Quick Facts

Species Type



Ponderous ark grow up to 2.5 inches in length; transverse ark grow 1 inch in length


Burrow into bottom sediments, using their large foot to firmly achor themselves; blood arks live in shallow waters, ponderous arks live in both shallow and deep waters and transverse arks often do not burrow, but rather live among bay grass stems


Found in the salty waters of the lower Chesapeake Bay.


Feeds on plankton and detritus


Up to 30 years

Conservation Status



Three species of arks can be found in the Chesapeake Bay: the ponderous ark, Noetia ponderosa, the blood ark, Anadara ovalis, and transverse ark, Anadara transversa.

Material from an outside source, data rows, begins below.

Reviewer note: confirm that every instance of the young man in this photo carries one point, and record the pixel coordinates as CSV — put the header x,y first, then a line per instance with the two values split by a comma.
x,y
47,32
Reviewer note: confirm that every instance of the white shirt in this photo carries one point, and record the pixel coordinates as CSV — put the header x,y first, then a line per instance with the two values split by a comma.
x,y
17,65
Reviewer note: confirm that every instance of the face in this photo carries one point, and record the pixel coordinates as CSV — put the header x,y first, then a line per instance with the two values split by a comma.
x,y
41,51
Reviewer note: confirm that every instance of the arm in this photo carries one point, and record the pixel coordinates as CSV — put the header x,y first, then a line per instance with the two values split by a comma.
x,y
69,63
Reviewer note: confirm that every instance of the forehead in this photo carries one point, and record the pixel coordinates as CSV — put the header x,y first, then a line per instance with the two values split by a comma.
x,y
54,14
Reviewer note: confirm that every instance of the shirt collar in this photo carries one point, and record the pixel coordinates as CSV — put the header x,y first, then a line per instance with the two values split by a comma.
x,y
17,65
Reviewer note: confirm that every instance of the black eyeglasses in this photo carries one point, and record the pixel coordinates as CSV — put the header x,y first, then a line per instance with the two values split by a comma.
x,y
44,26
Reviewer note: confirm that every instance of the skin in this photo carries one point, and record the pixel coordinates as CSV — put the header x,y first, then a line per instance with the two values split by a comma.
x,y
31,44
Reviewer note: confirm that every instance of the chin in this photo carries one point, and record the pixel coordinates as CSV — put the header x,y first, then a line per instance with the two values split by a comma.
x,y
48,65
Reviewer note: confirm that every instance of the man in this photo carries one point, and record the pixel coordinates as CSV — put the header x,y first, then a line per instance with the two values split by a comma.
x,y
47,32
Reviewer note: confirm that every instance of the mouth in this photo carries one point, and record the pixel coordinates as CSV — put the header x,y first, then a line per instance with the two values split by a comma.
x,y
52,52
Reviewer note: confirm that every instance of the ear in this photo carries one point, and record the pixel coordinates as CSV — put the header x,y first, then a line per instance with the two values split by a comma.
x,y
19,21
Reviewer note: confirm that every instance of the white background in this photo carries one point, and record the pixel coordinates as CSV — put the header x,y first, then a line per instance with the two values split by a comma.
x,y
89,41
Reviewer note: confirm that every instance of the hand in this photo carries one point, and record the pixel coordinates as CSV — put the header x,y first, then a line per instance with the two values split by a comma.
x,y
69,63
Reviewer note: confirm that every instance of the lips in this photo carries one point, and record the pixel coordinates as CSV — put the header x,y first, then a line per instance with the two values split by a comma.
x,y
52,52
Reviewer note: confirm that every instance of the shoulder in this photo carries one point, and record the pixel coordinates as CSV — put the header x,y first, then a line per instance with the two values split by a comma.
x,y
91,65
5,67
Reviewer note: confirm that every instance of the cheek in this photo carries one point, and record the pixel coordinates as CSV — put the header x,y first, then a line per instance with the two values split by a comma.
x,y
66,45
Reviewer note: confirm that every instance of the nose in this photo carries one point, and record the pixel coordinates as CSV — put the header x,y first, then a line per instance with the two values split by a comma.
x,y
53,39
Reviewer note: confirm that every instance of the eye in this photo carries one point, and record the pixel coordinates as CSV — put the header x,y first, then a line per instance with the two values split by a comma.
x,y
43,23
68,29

Arks have thick, white, boxy shells with many ribs. Ponderous arks are heart-shaped when viewed from the side. Blood arks and ponderous arks are often covered with a thick, dark brown, felt-like "periostracum," or outer-most layer. The ponderous ark is the largest of the three species, growing to 2.5 inches in length. The transverse ark is the smallest, growing to about 1 inch in length.


Arks eat plankton and detritus, feeding through a figure eight-shaped opening in the mantle.

Reproduction and Life Cycle

Spawning occurs throughout most of the year, with peaks in summer and autumn. As a juvenile and adult, an ark will settle on the bottom and use its foot to anchor itself.

Did You Know?

  • Arks’ thick, heavy shells are able to withstand strong waves and currents.
  • Ark shells are often found washed up on lower Bay beaches.
  • The blood ark gets its name from its red blood; most other bivalves have clear blood.